Stockholm se met au péage urbain
Publié le 03 janvier 2006 à 09:18
En limitant la circulation automobile, les autorités espèrent diminuer le taux de pollution de la capitale
Le péage, qui est testé pendant six mois à Stockholm, équivaudrait à faire payer les entrées et les sorties de Paris à la hauteur des portes.
Le test est prévu our une durée de six mois, du 3 janvier au 31 juillet, à l'issue de laquelle les Stockholmois devront se prononcer sur son maintien lors d'un référendum local en septembre prochain.
Si le non l'emporte et que le Parlement l'entérine (le référendum est seulement consultatif en Suède), ce test grandeur nature aura coûté la bagatelle de 3,8 milliards de couronnes (422 millions d'euros).
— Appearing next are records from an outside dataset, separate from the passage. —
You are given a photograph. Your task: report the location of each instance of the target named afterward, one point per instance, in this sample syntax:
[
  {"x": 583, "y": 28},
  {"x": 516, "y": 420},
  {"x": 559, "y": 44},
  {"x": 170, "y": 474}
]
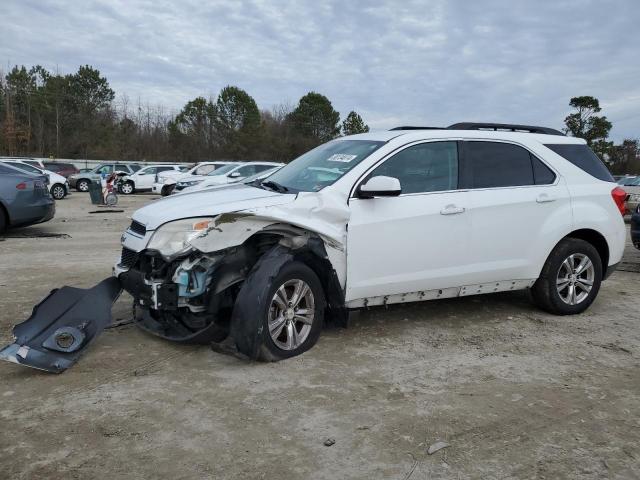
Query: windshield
[
  {"x": 261, "y": 175},
  {"x": 26, "y": 167},
  {"x": 323, "y": 165},
  {"x": 223, "y": 169}
]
Il faudra alors démonter les 18 portiques équipés de caméras, de détecteurs et de lasers aux portes de Stockholm et démanteler l'importante administration mise en place.
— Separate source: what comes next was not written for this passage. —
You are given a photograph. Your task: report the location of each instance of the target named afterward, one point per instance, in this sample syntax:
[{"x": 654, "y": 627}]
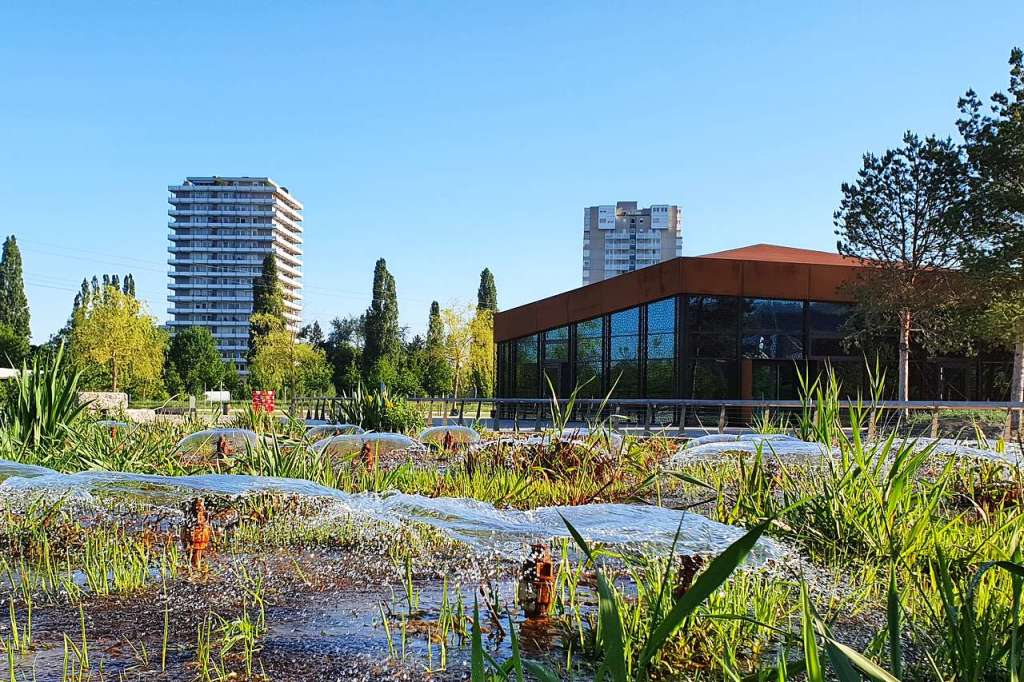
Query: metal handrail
[{"x": 660, "y": 413}]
Mais quelle que soit l'issue du référendum, le grand gagnant est d'ores et déjà la multinationale IBM, dont la technologie a été retenue.
Si les électeurs Stockholmois votent en faveur du projet, la sécurité routière suédoise espère réduire de 10 à 15% la circulation dans Stockholm soit 50 000 à 70 000 véhicules par jour.
Certains axes seraient ainsi désengorgés aux heures de pointe alors que la qualité de l'air s'améliorerait.
Car comparée à d'autres grandes villes, Stockholm bénéficie d'un air peu saturé en gaz d'échappement, mais connaît en revanche des taux inquiétants de particules arrachées aux voies par les pneus cloutés.
Une étude européenne vient de montrer qu'une diminution d'un tiers de ces particules particulièrement dangereuses ferait baisser de 2% le nombre des décès prématurés. L'adoption du péage urbain serait également un formidable coup d'accélérateur pour le marché des voitures propres qui sont exemptées du prix du péage.